La comunidad de la Parroquia San Esteban vivió una de sus jornadas más emotivas de los últimos años. Con el corazón lleno de recuerdos y una fe vibrante, cientos de fieles se reunieron para despedir al Padre Ricardo, quien tras años de entrega generosa y guía pastoral, inicia una nueva etapa en su ministerio, dejando una huella imborrable en cada rincón de nuestra parroquia.

La Eucaristía de despedida fue el fiel reflejo de su paso por nuestra casa: un templo colmado, una liturgia viva y un cariño que trascendió los muros parroquiales para convertirse en un solo agradecimiento comunitario.

Rodeado de afecto y familia

Uno de los momentos más significativos de la celebración fue contar con la presencia de la familia y amigos cercanos del Padre Ricardo. Ver al Padre rodeado de sus seres queridos permitió a la comunidad conectar con la faceta más humana del hombre que, durante tanto tiempo, entregó calidez, consejo y consuelo en cada misa. Su familia fue testigo del inmenso amor que la comunidad de San Esteban le tiene.

Un compartir «corazón a corazón»

Tras la Santa Misa, la comunidad se trasladó al salón parroquial, donde las palabras se convirtieron en el mejor regalo. En un ambiente distendido y profundamente sincero, representantes de todas las edades compartieron mensajes del alma:

  • La Juventud: Se agradeció especialmente su cercanía y lenguaje sencillo con los jóvenes de la catequesis, a quienes siempre motivó a ser protagonistas de la Iglesia.
  • Las Familias: Destacaron su don de la escucha y su capacidad para estar presente tanto en las alegrías de los bautizos como en el silencio del dolor en los momentos de partida.
  • La Alegría como Sello: Muchos recordaron su risa contagiosa y su buen humor, herramientas con las que transformó la parroquia en un verdadero hogar acogedor para todos.

Un «hasta pronto» que se queda en el alma

Aunque hubo lágrimas inevitables, el sentimiento que predominó fue la gratitud.
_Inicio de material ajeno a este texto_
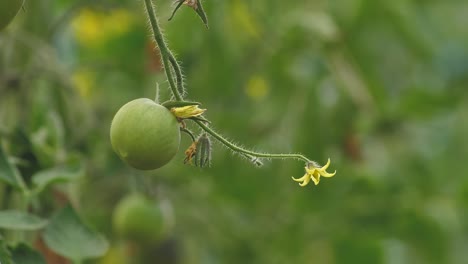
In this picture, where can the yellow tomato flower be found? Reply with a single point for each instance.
(313, 172)
(187, 111)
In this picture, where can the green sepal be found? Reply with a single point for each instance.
(172, 104)
(203, 153)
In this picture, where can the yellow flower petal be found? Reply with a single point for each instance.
(326, 165)
(316, 178)
(187, 111)
(326, 174)
(304, 180)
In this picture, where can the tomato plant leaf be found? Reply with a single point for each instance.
(23, 254)
(67, 235)
(18, 220)
(8, 173)
(5, 257)
(63, 173)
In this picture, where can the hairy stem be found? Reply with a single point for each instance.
(178, 72)
(177, 89)
(236, 148)
(166, 54)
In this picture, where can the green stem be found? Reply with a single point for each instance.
(178, 72)
(177, 90)
(166, 54)
(236, 148)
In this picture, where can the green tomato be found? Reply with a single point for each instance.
(144, 134)
(8, 10)
(140, 220)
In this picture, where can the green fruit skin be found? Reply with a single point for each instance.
(140, 220)
(145, 134)
(8, 11)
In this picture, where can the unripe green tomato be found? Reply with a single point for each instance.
(144, 134)
(8, 10)
(140, 220)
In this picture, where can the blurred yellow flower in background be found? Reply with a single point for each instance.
(84, 81)
(93, 28)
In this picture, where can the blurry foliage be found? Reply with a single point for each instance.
(379, 86)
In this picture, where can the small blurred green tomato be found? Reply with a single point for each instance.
(140, 220)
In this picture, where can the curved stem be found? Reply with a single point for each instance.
(169, 61)
(166, 55)
(236, 148)
(178, 72)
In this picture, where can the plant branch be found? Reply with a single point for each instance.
(177, 89)
(166, 54)
(236, 148)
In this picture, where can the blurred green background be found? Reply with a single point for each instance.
(380, 87)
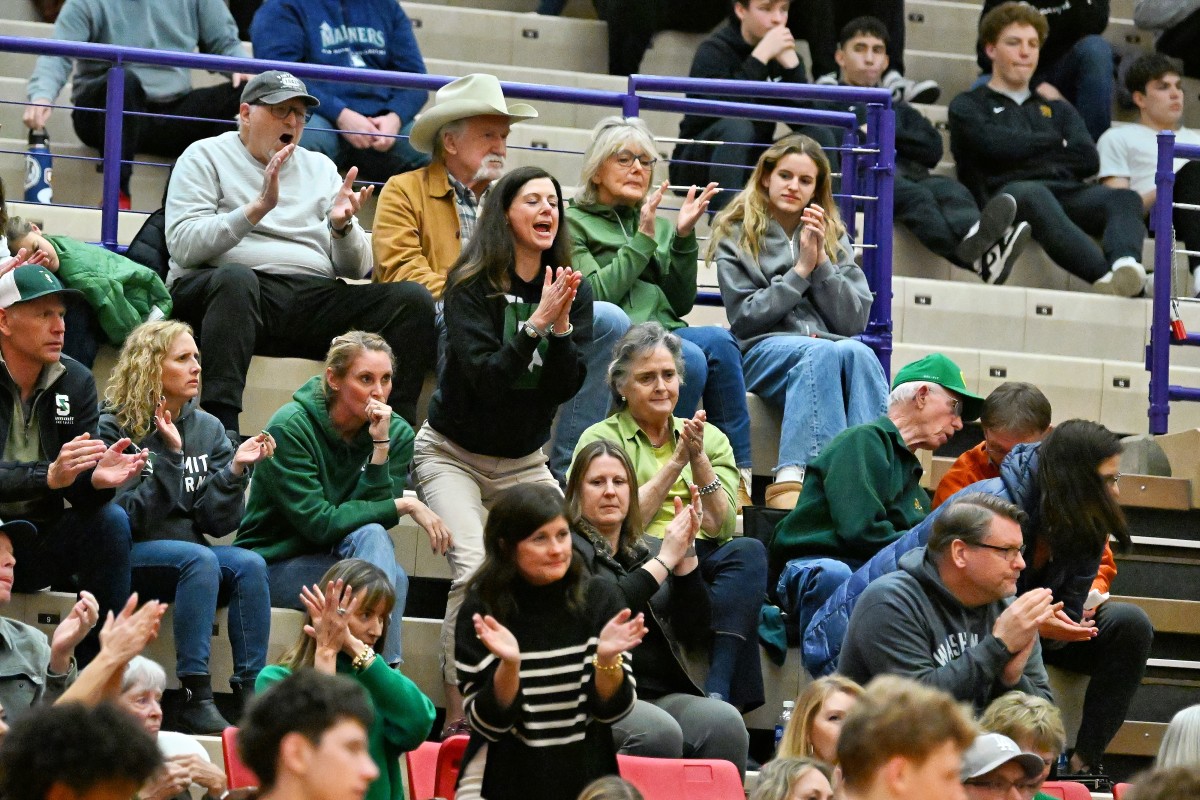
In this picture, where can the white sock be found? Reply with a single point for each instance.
(795, 473)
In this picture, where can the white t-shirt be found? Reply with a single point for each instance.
(1132, 151)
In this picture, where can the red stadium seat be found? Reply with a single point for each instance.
(238, 775)
(1066, 789)
(682, 779)
(449, 764)
(423, 770)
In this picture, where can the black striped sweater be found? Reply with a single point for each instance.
(556, 735)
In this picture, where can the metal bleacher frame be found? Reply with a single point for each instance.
(1158, 353)
(873, 158)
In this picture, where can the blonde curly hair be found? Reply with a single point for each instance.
(136, 384)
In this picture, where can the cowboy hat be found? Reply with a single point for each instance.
(474, 95)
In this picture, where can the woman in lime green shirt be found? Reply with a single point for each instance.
(345, 624)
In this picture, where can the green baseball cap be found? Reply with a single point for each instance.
(936, 368)
(30, 282)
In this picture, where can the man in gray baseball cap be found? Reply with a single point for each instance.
(993, 767)
(262, 238)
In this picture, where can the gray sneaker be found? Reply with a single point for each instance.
(996, 263)
(994, 222)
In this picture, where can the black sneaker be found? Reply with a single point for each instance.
(997, 263)
(995, 221)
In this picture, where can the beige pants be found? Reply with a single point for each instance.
(460, 487)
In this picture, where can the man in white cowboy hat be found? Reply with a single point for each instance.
(425, 217)
(262, 240)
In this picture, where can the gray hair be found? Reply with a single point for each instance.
(143, 673)
(1181, 743)
(454, 127)
(639, 341)
(609, 137)
(969, 519)
(1015, 407)
(906, 391)
(779, 775)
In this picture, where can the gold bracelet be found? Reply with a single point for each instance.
(364, 659)
(611, 668)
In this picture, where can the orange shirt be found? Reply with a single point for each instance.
(973, 465)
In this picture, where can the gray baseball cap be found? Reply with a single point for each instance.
(275, 86)
(993, 750)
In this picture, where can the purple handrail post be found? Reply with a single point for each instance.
(1158, 353)
(849, 179)
(631, 103)
(114, 115)
(877, 220)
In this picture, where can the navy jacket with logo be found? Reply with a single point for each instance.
(65, 409)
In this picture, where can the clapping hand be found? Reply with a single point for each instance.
(694, 208)
(622, 633)
(497, 638)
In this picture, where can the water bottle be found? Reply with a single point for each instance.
(785, 716)
(39, 168)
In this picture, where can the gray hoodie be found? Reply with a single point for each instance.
(178, 25)
(907, 623)
(766, 296)
(183, 495)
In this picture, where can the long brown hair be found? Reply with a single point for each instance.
(360, 576)
(751, 206)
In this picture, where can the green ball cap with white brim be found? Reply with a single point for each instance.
(936, 368)
(30, 282)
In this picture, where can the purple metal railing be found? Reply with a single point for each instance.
(1158, 353)
(877, 155)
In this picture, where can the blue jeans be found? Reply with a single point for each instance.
(373, 166)
(84, 548)
(370, 543)
(713, 371)
(198, 579)
(805, 584)
(822, 386)
(736, 575)
(591, 403)
(1084, 76)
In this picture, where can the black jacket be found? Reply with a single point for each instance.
(725, 55)
(1069, 22)
(996, 142)
(64, 409)
(677, 614)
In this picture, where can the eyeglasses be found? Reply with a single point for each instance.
(1001, 787)
(625, 158)
(1011, 553)
(283, 112)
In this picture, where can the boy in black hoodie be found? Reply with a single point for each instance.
(1006, 137)
(755, 44)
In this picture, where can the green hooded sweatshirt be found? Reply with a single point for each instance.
(318, 487)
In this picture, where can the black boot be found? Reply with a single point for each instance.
(199, 714)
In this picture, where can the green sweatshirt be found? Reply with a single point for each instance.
(649, 278)
(317, 487)
(861, 493)
(403, 717)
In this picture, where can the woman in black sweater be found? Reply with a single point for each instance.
(517, 323)
(541, 661)
(672, 716)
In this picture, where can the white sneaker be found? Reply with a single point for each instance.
(1126, 280)
(911, 91)
(996, 264)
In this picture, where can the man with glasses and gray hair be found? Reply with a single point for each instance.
(263, 239)
(946, 618)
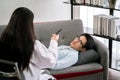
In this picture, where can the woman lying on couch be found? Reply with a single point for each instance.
(68, 55)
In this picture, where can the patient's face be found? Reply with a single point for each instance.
(78, 43)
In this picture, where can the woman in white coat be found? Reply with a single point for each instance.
(20, 45)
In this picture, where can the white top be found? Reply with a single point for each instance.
(42, 58)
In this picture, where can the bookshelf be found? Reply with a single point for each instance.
(111, 12)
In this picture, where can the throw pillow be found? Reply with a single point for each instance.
(87, 57)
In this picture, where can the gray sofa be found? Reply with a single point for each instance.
(97, 70)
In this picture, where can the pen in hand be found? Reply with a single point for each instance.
(58, 31)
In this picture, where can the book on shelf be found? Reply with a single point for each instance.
(106, 25)
(97, 23)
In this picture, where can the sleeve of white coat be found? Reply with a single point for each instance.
(44, 57)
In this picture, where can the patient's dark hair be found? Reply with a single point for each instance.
(90, 42)
(19, 37)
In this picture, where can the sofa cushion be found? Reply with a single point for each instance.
(87, 57)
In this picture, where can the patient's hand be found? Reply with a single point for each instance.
(55, 37)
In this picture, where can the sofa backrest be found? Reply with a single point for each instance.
(43, 30)
(70, 29)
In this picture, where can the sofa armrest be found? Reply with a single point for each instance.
(104, 60)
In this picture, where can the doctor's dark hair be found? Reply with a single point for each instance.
(20, 37)
(90, 44)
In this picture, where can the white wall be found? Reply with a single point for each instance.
(44, 10)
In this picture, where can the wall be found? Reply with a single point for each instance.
(44, 10)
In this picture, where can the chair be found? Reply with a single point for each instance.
(9, 70)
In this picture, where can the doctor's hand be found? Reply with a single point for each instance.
(55, 37)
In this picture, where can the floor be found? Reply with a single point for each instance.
(114, 75)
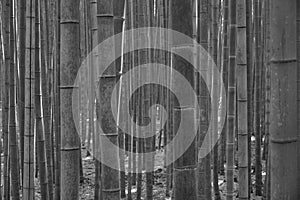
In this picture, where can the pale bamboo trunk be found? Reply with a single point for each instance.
(204, 171)
(109, 177)
(21, 99)
(283, 118)
(215, 93)
(13, 146)
(45, 97)
(5, 103)
(56, 107)
(242, 100)
(39, 126)
(258, 104)
(28, 176)
(298, 81)
(231, 102)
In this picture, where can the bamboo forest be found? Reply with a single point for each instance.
(149, 99)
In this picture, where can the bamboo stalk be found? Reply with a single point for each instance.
(242, 100)
(28, 176)
(283, 118)
(13, 147)
(231, 101)
(69, 60)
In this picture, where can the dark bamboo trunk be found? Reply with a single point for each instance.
(186, 166)
(69, 61)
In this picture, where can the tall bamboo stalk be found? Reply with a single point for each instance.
(258, 105)
(40, 137)
(69, 60)
(215, 92)
(204, 171)
(109, 176)
(185, 167)
(46, 101)
(283, 118)
(28, 176)
(13, 150)
(21, 101)
(298, 81)
(5, 96)
(249, 85)
(56, 104)
(231, 101)
(242, 99)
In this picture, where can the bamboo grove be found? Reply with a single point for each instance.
(51, 151)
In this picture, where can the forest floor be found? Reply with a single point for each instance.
(87, 187)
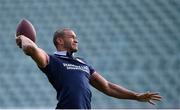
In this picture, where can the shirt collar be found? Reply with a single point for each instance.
(63, 53)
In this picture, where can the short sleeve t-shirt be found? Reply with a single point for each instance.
(70, 78)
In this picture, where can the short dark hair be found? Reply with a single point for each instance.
(59, 33)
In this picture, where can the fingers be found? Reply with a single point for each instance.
(151, 102)
(18, 41)
(156, 99)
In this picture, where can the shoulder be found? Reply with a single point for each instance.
(81, 60)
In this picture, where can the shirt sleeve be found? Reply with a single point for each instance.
(92, 70)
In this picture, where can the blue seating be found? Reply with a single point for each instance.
(133, 43)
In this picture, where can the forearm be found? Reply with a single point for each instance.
(31, 49)
(120, 92)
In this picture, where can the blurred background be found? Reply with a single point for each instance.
(134, 43)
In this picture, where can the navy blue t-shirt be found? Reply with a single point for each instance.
(70, 78)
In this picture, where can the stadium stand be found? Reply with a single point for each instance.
(134, 43)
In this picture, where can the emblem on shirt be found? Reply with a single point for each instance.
(76, 67)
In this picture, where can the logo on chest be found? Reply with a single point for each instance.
(76, 67)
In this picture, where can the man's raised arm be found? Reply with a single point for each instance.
(31, 49)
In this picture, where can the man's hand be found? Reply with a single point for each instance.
(26, 44)
(149, 97)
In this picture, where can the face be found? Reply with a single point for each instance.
(70, 41)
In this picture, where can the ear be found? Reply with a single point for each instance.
(60, 41)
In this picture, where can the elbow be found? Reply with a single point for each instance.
(107, 89)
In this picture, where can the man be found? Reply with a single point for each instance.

Como se mencionó en uno de los brindis de la jornada: «Usted no se va, Padre; se queda multiplicado en cada uno de nosotros y en las enseñanzas que sembró».

Toda la comunidad de San Esteban, elevamos nuestras oraciones por su nuevo destino y los desafíos que el Señor le tiene preparados.

¡Gracias por todo, Padre Ricardo! Recuerde siempre que San Esteban será, por siempre, su casa.